Crime and Punishment Seen Through the Eyes of a First-Time CUNY Research Scholar

Published: November 04, 2020

Can Undergraduate Students Decipher Myth and Truth about Capital Punishment?

The resounding answer is YES, according to Madison Otway, a first-time, full-time Queensborough Community College student, and successful CUNY Research Scholars Program applicant.

“Madison and I had several Zoom meetings about her application,” said her mentor Celia Sporer, Assistant Professor, Criminal Justice.

“She impressed me as an articulate student who understood the requirements of the project, Myth and Truth about Capital Punishment: Can Undergraduate Students Tell the Difference. In the brief time she has been enrolled in my CRIM 106- Criminal Justice Research Class, she has shown an exceptional commitment to her studies.”

The researchers’ primary goal is to see if the average person can distinguish between the myths and facts of capital punishment, and how such abilities (or inabilities) influences their level of support for capital punishment. Additionally, they will look to see how television, movies and other fictionalized accounts portray those who receive capital punishment.   

Otway is developing the project’s research question, hypotheses and is defining the variables. She will also locate and evaluate all relevant research and prepare a literature review to develop a survey measure and other aspects of the methods section proposed for the paper. The final research will be presented at the Virtual Undergraduate Research Day on December 4.

“Everyone has a responsibility to know about current events—not just in their back yards, but across the country and around the world,” said the 18 year-old CUNY Research Scholar.

“The knowledge I have gained over time about politics, history, and U.S. policy is what inspired me to pursue criminal justice in the first place.”

She continued, “I am lucky to have Professor Sporer as a mentor—she is an excellent person to work with. I have not been alone ever in this process.”

According to Sporer, as of 2019, 106 countries around the world had completely banned the use of capital punishment within their borders. The United States is one of the 56 countries across the world that has retained capital punishment in some form. 28 states, the Federal government, and the United States military, all allow for capital punishment and several allow for multiple methods of execution. Capital punishment is said to serve the criminal justice goal of deterrence and retribution, yet there is a great deal of controversy about its application and implementation.

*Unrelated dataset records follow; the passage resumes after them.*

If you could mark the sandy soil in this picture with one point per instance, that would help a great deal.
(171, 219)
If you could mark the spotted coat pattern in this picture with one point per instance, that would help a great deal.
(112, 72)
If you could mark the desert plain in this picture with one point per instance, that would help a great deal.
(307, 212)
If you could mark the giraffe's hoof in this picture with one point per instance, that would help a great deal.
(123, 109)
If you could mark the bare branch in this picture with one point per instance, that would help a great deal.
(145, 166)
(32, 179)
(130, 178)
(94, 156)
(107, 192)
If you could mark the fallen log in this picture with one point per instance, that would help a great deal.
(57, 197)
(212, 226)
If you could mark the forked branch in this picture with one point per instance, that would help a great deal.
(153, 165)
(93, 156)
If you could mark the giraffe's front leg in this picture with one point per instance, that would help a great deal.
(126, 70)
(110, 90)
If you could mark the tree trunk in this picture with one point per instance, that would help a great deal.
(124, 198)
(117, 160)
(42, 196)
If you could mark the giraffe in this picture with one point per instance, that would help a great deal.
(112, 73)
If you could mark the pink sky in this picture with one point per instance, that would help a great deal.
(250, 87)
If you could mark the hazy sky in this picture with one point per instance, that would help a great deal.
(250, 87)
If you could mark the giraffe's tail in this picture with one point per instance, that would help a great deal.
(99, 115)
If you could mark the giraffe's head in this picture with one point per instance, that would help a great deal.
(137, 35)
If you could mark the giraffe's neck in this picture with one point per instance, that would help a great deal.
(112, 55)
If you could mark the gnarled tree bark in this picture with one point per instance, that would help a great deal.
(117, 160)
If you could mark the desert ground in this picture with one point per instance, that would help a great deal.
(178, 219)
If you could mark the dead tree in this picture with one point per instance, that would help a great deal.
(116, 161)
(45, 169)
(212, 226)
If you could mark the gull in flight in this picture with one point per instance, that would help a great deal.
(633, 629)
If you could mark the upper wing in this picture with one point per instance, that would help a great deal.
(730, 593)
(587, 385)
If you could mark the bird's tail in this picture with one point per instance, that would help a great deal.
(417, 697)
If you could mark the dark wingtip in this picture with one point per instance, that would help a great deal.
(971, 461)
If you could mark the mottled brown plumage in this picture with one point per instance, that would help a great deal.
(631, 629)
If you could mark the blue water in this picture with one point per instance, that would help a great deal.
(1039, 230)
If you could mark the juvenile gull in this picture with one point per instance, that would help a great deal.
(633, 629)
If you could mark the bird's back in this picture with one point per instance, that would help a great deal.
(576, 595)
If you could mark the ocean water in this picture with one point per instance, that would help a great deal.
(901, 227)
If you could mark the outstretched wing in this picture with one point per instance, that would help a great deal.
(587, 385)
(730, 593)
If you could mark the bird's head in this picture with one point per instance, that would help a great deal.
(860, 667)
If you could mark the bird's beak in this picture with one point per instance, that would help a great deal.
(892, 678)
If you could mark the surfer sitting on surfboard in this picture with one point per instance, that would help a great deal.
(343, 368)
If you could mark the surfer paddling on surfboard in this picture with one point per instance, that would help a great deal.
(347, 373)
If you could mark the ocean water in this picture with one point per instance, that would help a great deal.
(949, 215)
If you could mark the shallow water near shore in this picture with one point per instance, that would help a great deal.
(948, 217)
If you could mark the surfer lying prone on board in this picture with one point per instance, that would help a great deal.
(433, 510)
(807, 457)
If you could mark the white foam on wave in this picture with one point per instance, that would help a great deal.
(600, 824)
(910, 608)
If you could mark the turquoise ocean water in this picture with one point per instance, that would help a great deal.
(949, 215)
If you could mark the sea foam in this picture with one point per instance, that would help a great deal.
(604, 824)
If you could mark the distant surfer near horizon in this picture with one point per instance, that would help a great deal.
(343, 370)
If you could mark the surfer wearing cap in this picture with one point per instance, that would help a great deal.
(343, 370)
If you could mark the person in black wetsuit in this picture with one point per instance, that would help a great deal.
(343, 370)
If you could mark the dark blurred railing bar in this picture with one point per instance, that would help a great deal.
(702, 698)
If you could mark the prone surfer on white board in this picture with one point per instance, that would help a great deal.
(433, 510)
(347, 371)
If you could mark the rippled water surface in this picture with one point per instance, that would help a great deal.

“Capital punishment is a tinderbox issue,” said Otway. “I believe the subject warrants more research to be done on the complexity of what crimes warrant, or don’t warrant such punishment, and whether capital punishment has any place in our modern society.”

Last spring, like thousands of other schools across the country, Otway’s high school had a virtual graduation which she watched with her parents and eight year-old brother at their home in Floral Park, Queens.

Life was changing at a dizzying pace. As COVID made its deadly mark on communities everywhere, Otway’s family had their own brush with the virus. In March, her mother and father fell ill and went to the doctor, who diagnosed them both with sinus infections. They were treated and recovered. Otway’s mother, considered an essential worker, returned to her job. Otway’s father continued to work from home.

Over the summer, Otway’s parents received positive results on an antibody test.  

“We quarantined from each other for two weeks, which was especially hard for my brother, who didn’t really understand what was happening.”

After the quarantine period was over, everyone tested negative.

“I no longer take things for granted the way I used to. I know I am lucky to be at Queensborough, a place where professors care and research is so highly valued.”

Over the next five weeks, Otway must research ten more articles, create a summary from that research and then develop a presentation.

She acknowledged the challenges of remote learning yet believes joining the research community will enhance life experiences that support her academic and professional goals.

“Research is a key part of my program at Queensborough.”

Otway plans to transfer to John Jay College of Criminal Justice where she aspires to earn both her bachelor’s and master’s degrees before pursuing a career in the legal field.